Thursday 22 May 2014

Hak Asuh Anak

Kemarin malam adalah jadwal kuliah hukum Perdata. Setelah perkuliahan selesai, ada beberapa hal yang masih membuat kami bingung. Akhirnya kami memutuskan untuk menanyakan kepada dosen. Kita kadang terkecoh antara hak asuh dengan hak perwalian.

Ketika ada orang tua yang bercerai, mereka sering memperebutkan hak asuh atas anak mereka. Tetapi kadang mereka salah menggunakan istilah hak perwalian. Jika yang digunakan adalah hak perwalian, itu berarti mereka memperebutkan anak yang sebelumnya ada di bawah perwalian orang lain (bukan orang tua mereka). Padahal yang terjadi adalah anak diperebutkan oleh kedua orang tua mereka, sehingga istilah yang digunakan seharusnya adalah hak asuh anak. Yaitu hak untuk mengasuh anak pasca perceraian.

Sesuai Undang-undang, anak di bawah umur hak asuhnya adalah ada pada ibu, bukan ayah. Tetapi tidak menutup kemungkinan bagi ayah untuk mendapatkan hak asuh tersebut. Sebagai mahasiswi fakultas hukum, kami dibiasakan untuk berperan sebagai hakim, jaksa, dan juga pengacara. Jika kita sebagai pengacara, bagaimana cara kita untuk memenangkan perkara, sehingga hak asuh jatuh ke tangan ayah? Kita harus mempunyai argumen yang kuat dan memberatkan si ibu. Jahat memang, tapi begitulah tugas pengacara, yaitu memenangkan klien, dan dalam hal ini klien kita adalah si ayah.
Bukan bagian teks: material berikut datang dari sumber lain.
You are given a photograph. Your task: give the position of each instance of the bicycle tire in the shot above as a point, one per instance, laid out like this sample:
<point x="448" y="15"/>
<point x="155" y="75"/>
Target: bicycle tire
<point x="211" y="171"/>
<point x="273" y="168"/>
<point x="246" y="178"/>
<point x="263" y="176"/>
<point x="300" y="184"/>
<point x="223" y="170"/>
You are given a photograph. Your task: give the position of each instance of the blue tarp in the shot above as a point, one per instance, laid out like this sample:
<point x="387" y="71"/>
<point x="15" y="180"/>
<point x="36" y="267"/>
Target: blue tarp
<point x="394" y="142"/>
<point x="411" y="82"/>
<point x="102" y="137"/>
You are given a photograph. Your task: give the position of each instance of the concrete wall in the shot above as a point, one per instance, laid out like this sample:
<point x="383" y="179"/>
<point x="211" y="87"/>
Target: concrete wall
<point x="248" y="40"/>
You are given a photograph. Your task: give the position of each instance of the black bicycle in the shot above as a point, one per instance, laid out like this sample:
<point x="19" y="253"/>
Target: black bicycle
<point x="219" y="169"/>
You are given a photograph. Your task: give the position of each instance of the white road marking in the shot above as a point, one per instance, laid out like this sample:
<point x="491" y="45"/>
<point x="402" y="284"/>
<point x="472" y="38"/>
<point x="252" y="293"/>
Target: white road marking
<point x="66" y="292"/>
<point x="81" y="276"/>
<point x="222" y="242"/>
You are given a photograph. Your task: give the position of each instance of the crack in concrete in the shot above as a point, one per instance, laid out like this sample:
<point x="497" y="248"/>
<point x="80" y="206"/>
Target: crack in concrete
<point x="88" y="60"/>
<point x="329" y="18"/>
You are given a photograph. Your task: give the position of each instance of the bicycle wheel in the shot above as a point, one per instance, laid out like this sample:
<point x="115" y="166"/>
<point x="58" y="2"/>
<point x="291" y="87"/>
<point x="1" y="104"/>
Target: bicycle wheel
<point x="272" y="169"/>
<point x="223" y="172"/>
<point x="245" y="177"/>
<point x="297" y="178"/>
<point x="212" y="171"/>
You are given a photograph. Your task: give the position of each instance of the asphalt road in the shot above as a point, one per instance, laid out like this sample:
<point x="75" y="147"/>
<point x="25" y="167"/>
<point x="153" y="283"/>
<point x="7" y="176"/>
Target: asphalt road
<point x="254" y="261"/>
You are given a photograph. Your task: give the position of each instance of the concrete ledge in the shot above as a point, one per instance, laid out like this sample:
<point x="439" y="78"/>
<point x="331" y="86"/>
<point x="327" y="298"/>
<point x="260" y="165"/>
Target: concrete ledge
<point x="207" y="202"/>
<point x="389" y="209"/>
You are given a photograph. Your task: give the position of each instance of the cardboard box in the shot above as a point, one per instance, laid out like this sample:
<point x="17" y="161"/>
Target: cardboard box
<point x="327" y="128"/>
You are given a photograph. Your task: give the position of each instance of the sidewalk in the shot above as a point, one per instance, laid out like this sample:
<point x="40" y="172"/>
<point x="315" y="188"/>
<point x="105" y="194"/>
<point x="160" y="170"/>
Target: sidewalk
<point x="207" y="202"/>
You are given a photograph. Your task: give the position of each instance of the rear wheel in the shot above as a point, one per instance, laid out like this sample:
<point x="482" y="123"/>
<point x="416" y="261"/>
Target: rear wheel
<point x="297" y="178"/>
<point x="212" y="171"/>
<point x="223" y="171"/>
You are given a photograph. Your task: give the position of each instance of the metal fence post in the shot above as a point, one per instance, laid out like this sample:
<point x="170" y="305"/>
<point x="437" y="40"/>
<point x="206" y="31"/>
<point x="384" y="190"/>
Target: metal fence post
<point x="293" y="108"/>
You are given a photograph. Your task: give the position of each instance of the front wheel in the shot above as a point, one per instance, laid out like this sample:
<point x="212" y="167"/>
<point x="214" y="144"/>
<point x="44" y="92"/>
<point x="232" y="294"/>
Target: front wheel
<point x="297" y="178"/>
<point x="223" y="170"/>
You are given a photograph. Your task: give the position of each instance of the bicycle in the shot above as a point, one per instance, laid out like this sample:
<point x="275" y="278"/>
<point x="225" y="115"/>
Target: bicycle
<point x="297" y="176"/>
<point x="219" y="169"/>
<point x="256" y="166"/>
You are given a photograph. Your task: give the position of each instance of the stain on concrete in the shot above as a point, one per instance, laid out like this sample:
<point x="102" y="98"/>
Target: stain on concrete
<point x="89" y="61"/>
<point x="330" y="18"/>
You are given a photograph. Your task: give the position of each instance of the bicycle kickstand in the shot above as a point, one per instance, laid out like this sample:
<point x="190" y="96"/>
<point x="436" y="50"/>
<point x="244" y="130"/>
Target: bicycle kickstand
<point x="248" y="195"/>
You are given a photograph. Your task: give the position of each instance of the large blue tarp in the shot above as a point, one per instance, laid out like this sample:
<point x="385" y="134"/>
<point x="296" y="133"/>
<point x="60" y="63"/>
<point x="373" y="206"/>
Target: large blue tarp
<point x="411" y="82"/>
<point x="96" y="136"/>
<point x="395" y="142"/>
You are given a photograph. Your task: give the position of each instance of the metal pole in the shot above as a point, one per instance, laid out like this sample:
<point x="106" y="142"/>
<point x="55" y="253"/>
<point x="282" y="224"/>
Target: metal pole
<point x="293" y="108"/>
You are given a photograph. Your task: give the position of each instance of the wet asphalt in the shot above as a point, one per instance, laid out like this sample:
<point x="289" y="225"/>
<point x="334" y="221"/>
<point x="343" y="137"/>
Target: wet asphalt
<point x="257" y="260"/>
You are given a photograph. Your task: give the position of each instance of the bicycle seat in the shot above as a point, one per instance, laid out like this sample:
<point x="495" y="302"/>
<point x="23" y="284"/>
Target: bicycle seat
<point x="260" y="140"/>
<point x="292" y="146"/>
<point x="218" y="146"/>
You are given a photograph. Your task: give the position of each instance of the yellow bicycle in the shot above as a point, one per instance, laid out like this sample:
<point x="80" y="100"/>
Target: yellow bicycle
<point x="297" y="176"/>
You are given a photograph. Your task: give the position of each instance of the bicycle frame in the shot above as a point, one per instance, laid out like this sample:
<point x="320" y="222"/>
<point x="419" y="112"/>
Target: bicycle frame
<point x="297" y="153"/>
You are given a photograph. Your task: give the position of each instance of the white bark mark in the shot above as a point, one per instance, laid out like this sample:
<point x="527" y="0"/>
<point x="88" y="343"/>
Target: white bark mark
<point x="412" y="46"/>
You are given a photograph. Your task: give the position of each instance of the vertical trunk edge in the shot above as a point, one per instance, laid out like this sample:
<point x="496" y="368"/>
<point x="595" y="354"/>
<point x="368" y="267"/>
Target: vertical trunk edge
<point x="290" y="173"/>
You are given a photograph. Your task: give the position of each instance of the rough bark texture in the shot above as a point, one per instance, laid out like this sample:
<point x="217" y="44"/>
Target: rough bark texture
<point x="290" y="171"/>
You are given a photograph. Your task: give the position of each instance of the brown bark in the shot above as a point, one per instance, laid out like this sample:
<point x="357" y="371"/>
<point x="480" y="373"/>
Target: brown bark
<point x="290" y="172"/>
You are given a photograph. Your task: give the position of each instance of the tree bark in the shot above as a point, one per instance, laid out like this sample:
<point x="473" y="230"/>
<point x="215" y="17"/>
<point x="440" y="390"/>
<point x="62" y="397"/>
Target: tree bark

Dalam contoh kemarin, kami membuat argumen bahwa si ibu tidak bekerja, sehingga tidak akan bisa menafkahi anak pasca perceraian. Dengan demikian, tidak dapat memenuhi kebutuhan si anak. Argumen kami langsung dibantah, karena meskipun sudah bercerai, ayah (mantan suami) tetap wajib menafkahi anak. Tanggung jawab ayah terhadap anak tidak luntur karena perceraian. Sehingga hal tersebut tidak dapat memberatkan si ibu untuk memperoleh hak asuh atas anaknya. Kami mencoba argumen lain, yaitu bahwa si ibu berkelakuan tidak baik, dan itu dapat mempengaruhi dalam membesarkan anak. Si ibu dianggap tidak cakap untuk mempunyai hak asuh trhadap anaknya. Dalam hukum perdata, kelakuan ibu/orang tua yang demikian dapat memutus hak asuh. Jika pengacara si ibu tidak dapat mematahkan argumen kami, maka kami menang, dan hak asuh akan jatuh ke tangan si ayah.

Satu hal yang saya ingat betul dari perkataan dosen pada akhir pertemuan, yaitu jika menjadi pengacara jangan terlalu mamakai perasaan. Terdengar cukup kejam memang, tapi ya begitulah adanya. Jika kita terlalu bermain perasaan, kita tidak akan memenangkan kasus yang kita tangani. Perlu mempertimbangkan lagi untuk memutuskan jadi pengacara. Yang penting harus tetap SEMANGAT!!!